JurnalPatroliNews – Jakarta – Kemenangan Donald Trump dalam pemilihan presiden AS diperkirakan akan memicu kebijakan tarif lebih tinggi, terutama terhadap negara-negara Asia, termasuk China.
Namun, bukan hanya China yang akan terkena dampak; negara-negara Asia lainnya, seperti Korea Selatan, Taiwan, dan Vietnam, juga bisa berada di bawah radar kebijakan proteksionis AS.
Kepala Ekonom Asia-Pasifik Goldman Sachs, Andrew Tilton, menyebutkan dalam laporan terbaru bahwa meski defisit perdagangan AS dengan China sedikit menurun sejak era Trump, defisit dengan negara-negara Asia lainnya justru mengalami lonjakan.
Ini membuka kemungkinan bahwa negara-negara tersebut bisa menjadi sasaran tarif baru dari AS, dalam upaya untuk mengurangi defisit perdagangan bilateral.

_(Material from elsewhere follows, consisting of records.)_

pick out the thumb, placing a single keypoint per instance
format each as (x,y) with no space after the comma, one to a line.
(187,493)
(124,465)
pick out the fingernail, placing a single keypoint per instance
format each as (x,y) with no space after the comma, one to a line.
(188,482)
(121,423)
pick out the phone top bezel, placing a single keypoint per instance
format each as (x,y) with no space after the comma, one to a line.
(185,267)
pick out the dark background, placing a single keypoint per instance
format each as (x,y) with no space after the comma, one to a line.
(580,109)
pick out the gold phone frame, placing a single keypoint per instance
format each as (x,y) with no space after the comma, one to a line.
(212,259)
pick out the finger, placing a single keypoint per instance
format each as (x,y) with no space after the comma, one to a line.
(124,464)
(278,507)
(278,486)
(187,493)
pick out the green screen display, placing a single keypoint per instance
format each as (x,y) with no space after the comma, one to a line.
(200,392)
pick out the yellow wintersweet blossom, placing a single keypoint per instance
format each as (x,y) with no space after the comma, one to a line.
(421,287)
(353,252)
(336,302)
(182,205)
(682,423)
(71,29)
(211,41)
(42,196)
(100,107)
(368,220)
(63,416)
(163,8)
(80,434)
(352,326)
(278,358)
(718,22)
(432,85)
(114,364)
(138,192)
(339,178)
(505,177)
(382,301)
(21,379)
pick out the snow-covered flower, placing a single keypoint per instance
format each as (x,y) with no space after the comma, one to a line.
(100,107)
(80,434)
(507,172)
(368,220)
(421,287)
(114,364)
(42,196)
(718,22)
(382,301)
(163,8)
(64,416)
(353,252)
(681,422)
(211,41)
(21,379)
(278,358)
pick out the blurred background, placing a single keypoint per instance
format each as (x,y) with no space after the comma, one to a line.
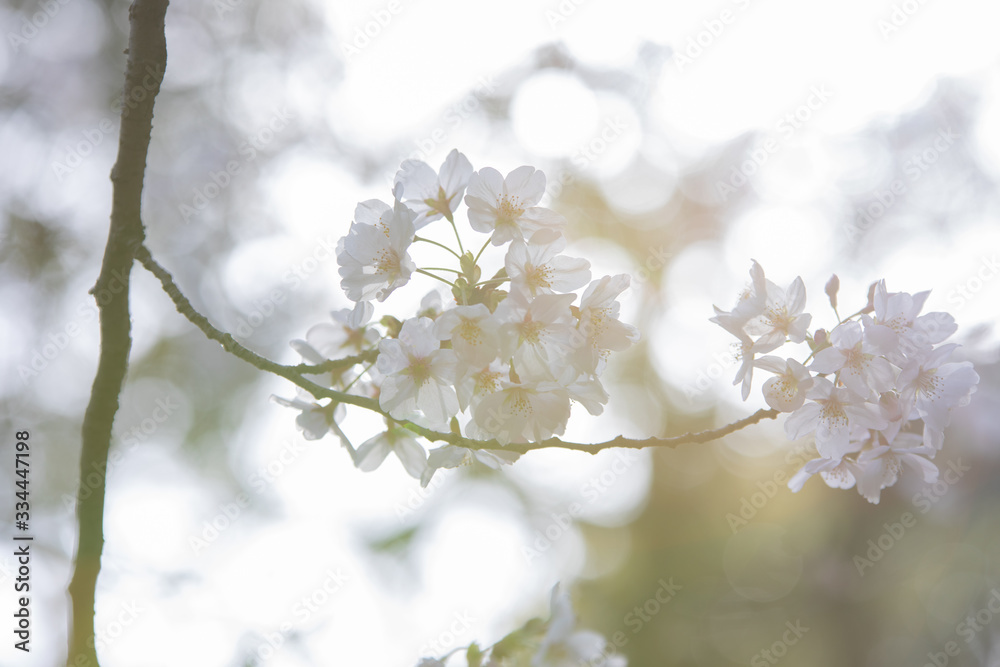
(860,138)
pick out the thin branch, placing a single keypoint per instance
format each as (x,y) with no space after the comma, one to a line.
(293,375)
(592,448)
(365,357)
(147,61)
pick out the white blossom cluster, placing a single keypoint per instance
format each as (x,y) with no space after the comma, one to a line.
(508,354)
(556,642)
(878,392)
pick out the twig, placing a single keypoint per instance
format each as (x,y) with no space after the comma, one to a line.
(295,375)
(146,63)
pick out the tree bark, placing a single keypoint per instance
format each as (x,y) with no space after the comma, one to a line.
(147,60)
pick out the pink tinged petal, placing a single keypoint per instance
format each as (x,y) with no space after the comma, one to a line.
(795,297)
(799,328)
(839,476)
(308,353)
(418,180)
(854,380)
(918,301)
(570,273)
(455,173)
(935,327)
(486,185)
(782,394)
(881,300)
(540,220)
(313,424)
(411,455)
(391,357)
(747,376)
(829,360)
(878,338)
(870,481)
(527,183)
(925,468)
(360,315)
(866,415)
(372,452)
(880,374)
(370,212)
(846,335)
(772,364)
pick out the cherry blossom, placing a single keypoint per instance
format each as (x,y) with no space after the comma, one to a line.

Beberapa negara seperti Korea Selatan, Taiwan, dan Vietnam mendapatkan manfaat perdagangan besar dari AS. Surplus perdagangan Korea Selatan pada 2023 tercatat mencapai US$44,4 miliar, dengan ekspor mobil menjadi andalan.
Taiwan juga mencatatkan ekspor ke AS yang sangat tinggi, mencapai US$24,6 miliar pada kuartal pertama 2024, terutama dari sektor teknologi dan elektronik. Vietnam, yang menjadi tujuan relokasi produksi dari China, tercatat memiliki surplus perdagangan dengan AS sebesar US$90 miliar pada 2023.

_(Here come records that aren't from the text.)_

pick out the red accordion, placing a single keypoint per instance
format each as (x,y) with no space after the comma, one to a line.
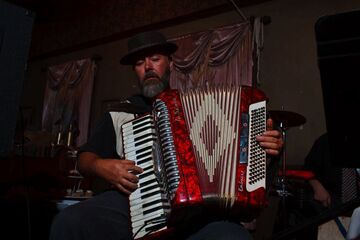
(198,150)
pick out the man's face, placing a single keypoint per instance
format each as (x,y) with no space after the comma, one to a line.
(153,71)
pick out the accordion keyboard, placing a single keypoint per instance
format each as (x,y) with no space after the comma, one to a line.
(256,167)
(149,203)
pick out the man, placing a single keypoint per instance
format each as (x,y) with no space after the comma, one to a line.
(106,216)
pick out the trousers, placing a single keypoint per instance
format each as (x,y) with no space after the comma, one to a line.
(106,216)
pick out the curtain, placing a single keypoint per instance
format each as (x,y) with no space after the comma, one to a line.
(223,56)
(67,100)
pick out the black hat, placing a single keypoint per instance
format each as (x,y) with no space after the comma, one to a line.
(147,41)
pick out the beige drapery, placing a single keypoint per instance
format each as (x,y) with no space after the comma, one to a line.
(223,56)
(67,99)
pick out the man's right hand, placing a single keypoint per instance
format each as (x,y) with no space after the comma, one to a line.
(122,174)
(320,193)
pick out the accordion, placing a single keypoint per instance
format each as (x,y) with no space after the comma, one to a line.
(198,149)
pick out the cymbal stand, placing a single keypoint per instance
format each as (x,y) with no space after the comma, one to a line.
(283,191)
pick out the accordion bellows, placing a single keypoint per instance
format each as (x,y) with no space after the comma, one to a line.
(197,148)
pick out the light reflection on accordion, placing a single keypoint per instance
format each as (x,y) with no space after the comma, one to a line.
(197,149)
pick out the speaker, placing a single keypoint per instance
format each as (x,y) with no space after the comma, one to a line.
(338,49)
(15,35)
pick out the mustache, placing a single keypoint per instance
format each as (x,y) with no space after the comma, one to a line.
(151,74)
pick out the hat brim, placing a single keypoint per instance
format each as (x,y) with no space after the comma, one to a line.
(132,56)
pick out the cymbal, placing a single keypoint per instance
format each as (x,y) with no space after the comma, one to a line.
(287,118)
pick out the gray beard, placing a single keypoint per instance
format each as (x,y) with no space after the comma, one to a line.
(153,87)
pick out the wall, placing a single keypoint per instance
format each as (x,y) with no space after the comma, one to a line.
(289,73)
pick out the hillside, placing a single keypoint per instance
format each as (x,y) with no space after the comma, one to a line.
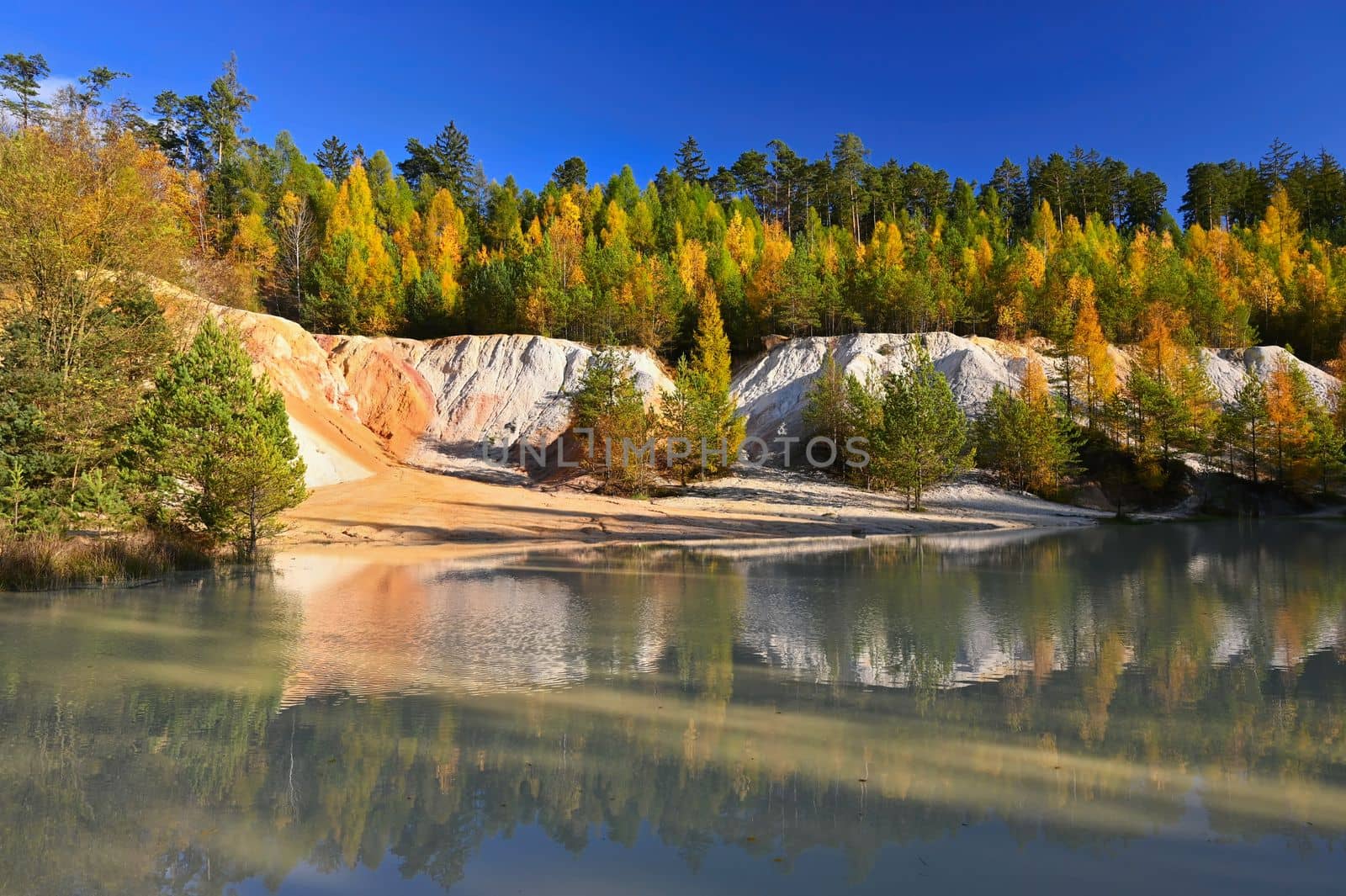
(360,406)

Namun, hal ini membawa risiko. Tilton memperkirakan, jika defisit perdagangan AS dengan negara-negara tersebut terus berkembang, Trump kemungkinan akan mengenakan tarif baru pada mereka.
Negara-negara seperti Taiwan dan Thailand diprediksi akan lebih terdampak dibandingkan negara lain, seperti Singapura atau Korea, karena ekonomi mereka lebih terbuka terhadap perdagangan internasional.
Tarif yang diusulkan Trump berkisar antara 10% hingga 20% untuk semua barang impor, dengan tambahan tarif hingga 100% pada produk asal China.
Kebijakan ini bisa menyebabkan lonjakan biaya impor dan mempengaruhi ekonomi negara-negara Asia, termasuk Indonesia, yang juga terlibat dalam rantai pasokan global.
Meskipun tarif bisa meningkatkan ketegangan perdagangan, Goldman Sachs memperkirakan bahwa negara-negara Asia Tenggara, India, dan Meksiko akan terus menjadi alternatif bagi perusahaan-perusahaan global yang ingin merelokasi rantai pasokan mereka dari China.